To be fair, a lot of how we use our bodies is actually trained into us socially. Some peoples, for example, have a habit of *crouching* to a meal. Make an experiment: try to crouch for a while with both of your hands busy and manouvering food into your mouth. You'll gain a new appreciation of how closely your body is tied to your particular culture.

But walking is very, very basic. Our bodies aren't really suited to move them around in any different way.

And if we're tying it back to our poor Danny Rand (man, I wouldn't like to read a discussion like this one on myself!), bear in mind that he's not actually "feral". He was talked to, and allowed to speak himself. So language as a concept, sound comprehension, and articulate sound forming would all be known to him, and he'd have more than enough practice in it.

With that, even if he doesn't retain English, he would have all of the cognitive equipment to relearn it. His mother tongue would be whatever they speak in Kun Lun, though.

(frozen comment) Re: To people who watched Iron Fist: A Very Important Question about Danny Rand and education

(Anonymous) 2017-08-25 04:21 pm (UTC)(link)
No, I totally agree! I just think it's interesting to note that social isolation often can have effects mimicking physical isolation enough that you can sometimes see similar results. And since Tibet has more of an oral storytelling tradition than rich white people NYC, it might be that his own sense of social isolation/alienation (to the degree that it exists) means that he ends up not being good at either literary traditions.

(frozen comment) Re: To people who watched Iron Fist: A Very Important Question about Danny Rand and education

(Anonymous) 2017-08-25 04:38 pm (UTC)(link)
I don't think there's much room for social isolation in a monastery :)

He might not be as immersed in the oral tradition as his peers who were born into it, though, and he obviously didn't do all of his obligatory reading US. students do at school. (You do have obligatory readings, right? I'm a European, we sort of tell horror stories about how your education is organised around here.)

so he wouldn't be exceptionally knowledgeable in either, I guess. But I think people around this thread overestimate how important literary knowledge is in Western societies nowadays. Plenty of people never read a book in their life, and function with the rest of us without much problem.

(frozen comment) Re: To people who watched Iron Fist: A Very Important Question about Danny Rand and education

(Anonymous) 2017-08-25 07:52 pm (UTC)(link)
Maybe not--I admit, I don't really know much about the day-to-day workings of Tibetan monasteries or Buddhist monasteries in general. But I can imagine it might still permit a deep sense of social loneliness/alienation and have him be very withdrawn, especially emotionally.

We do have obligatory readings! It depends on which school, class, and grade level, and in college it's often a lot more, but we do have books/essays/short stories/poetry/texts that we have to read for various classes.

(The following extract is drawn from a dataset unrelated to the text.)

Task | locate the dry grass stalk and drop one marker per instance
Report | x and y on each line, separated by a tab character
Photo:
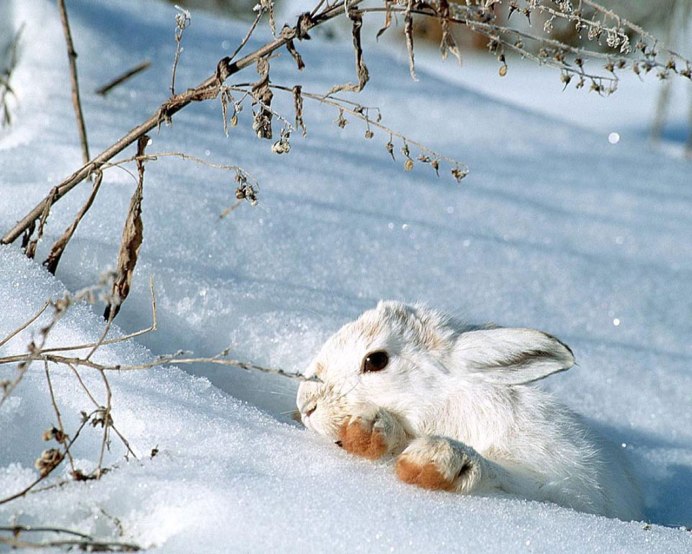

I mean, maybe, but I...I'm not saying that totally illiterate people can't function, but I do think it would be sharply noticeable to people who know them closely (unless they loved TV and were up on pop culture in that sense, or were huge jocks/sports fanatics and had jobs that didn't require any reading), and at least in the particular area where I live there aren't any people who 'never read a book in their life'. (Which is not representative of the whole US or of NYC either.) And especially with somebody like Danny who doesn't have the requisite socialcultural competence or people-skills to hide any gaps or otherwise make up for them, I really do think that in many areas he just wouldn't function either, or only would because of his money.